- Outfielder
- Born: April 12, 1918 Maturín, Venezuela
- Died: September 2, 1977 (aged 59) Caracas, Venezuela
- Batted: RightThrew: Left

MLB debut
- May 7, 1944, for the Cincinnati Reds

Last MLB appearance
- May 30, 1944, for the Cincinnati Reds

MLB statistics
- Batting average: .500
- Home runs: 0
- RBI: 0
- Stats at Baseball Reference

Teams
- Cincinnati Reds (1944);

Career highlights and awards
- Second Venezuelan baseball player in Major League Baseball.;

Member of the Venezuelan

Baseball Hall of Fame
- Induction: 2009

= Chucho Ramos =

Venezuelan baseball player (1918–1977)

Jesús Manuel Ramos García (April 12, 1918 – September 2, 1977) was a Venezuelan outfielder and first baseman in Major League Baseball who played briefly during the season. Listed at 5' 10.5", 167 lb., Ramos batted right-handed and threw left-handed. Born in Maturín, Venezuela, he played under the name Chucho Ramos, spending much of his career with the Navegantes del Magallanes. Ramos was also a member of the Venezuela national baseball team that won the 1941 Amateur World Series.

==Career==
Ramos played with the Vargas, Venezuela, and Magallanes clubs of the Venezuelan amateur league, debuting in 1937. He played on the Venezuela national baseball team at the 1941 Amateur World Series in Havana, where they upset the heavily-favored Cuba to take home the champuonship.

Ramos became the second Venezuelan player to appear in a major league game, behind fellow countryman Alex Carrasquel, when he debuted on May 7, 1944 in the National League with the Cincinnati Reds. He went 3-for-4 off Max Lanier of the St. Louis Cardinals.

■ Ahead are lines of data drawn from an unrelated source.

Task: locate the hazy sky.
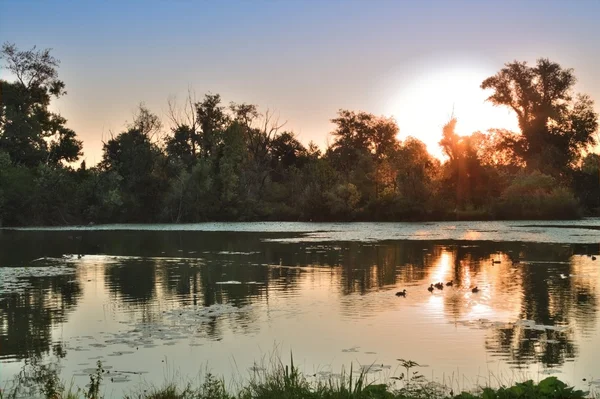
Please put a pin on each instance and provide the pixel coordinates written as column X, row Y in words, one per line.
column 415, row 61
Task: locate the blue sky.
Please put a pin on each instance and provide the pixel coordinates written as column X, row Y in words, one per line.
column 302, row 59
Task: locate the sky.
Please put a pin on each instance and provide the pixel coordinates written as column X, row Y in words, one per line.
column 417, row 61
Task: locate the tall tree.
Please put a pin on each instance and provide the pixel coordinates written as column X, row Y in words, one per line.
column 555, row 124
column 138, row 160
column 29, row 132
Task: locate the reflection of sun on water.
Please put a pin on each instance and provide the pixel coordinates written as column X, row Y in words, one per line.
column 441, row 269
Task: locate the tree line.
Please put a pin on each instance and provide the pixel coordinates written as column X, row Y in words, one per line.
column 220, row 162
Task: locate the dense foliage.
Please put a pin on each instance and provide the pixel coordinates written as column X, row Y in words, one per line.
column 232, row 163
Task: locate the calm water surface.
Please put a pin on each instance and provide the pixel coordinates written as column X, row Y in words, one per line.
column 171, row 301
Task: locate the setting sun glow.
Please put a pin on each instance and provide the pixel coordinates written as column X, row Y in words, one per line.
column 426, row 103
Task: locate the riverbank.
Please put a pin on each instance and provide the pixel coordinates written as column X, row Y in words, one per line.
column 279, row 380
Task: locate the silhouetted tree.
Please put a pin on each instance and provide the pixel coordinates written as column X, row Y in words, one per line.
column 555, row 124
column 29, row 132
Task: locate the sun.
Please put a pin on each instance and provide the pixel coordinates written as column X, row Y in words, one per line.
column 432, row 96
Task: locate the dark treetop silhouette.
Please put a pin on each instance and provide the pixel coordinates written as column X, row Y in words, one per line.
column 233, row 163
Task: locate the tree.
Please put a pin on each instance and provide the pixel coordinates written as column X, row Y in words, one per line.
column 141, row 165
column 29, row 132
column 362, row 148
column 555, row 124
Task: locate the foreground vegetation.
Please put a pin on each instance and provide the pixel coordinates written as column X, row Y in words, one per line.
column 282, row 381
column 232, row 163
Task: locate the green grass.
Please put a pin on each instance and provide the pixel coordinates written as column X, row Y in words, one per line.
column 286, row 381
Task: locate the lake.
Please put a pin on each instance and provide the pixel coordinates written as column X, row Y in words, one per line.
column 167, row 302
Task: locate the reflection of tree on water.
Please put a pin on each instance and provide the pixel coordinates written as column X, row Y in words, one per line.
column 526, row 283
column 27, row 318
column 547, row 299
column 148, row 286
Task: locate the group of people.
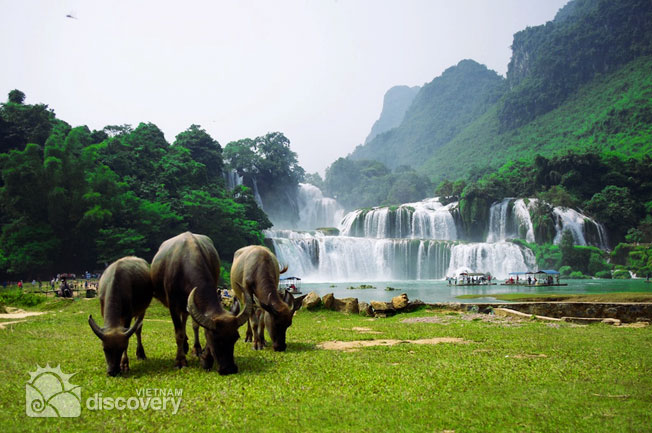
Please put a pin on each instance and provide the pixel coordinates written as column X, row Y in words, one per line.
column 469, row 280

Ramos also was the third player to go straight into the major leagues with no minor league experience, following Carrasquel and Ted Lyons.

Ramos was heralded as an outstanding defensive player, but back problems shortened his career. In his brief stint with Cincinnati, Ramos went 5-for-10 for a .500 batting average in four games, including a double and one run.

Resuming his career in Venezuela, Ramos returned to Magallanes, which was now part of the newly formed Venezuelan Professional Baseball League. In 12 seasons (1946–1955), he hit .271 with 12 home runs and 162 RBI.

Ramos died of respiratory failure in Caracas, Venezuela, at age of 59.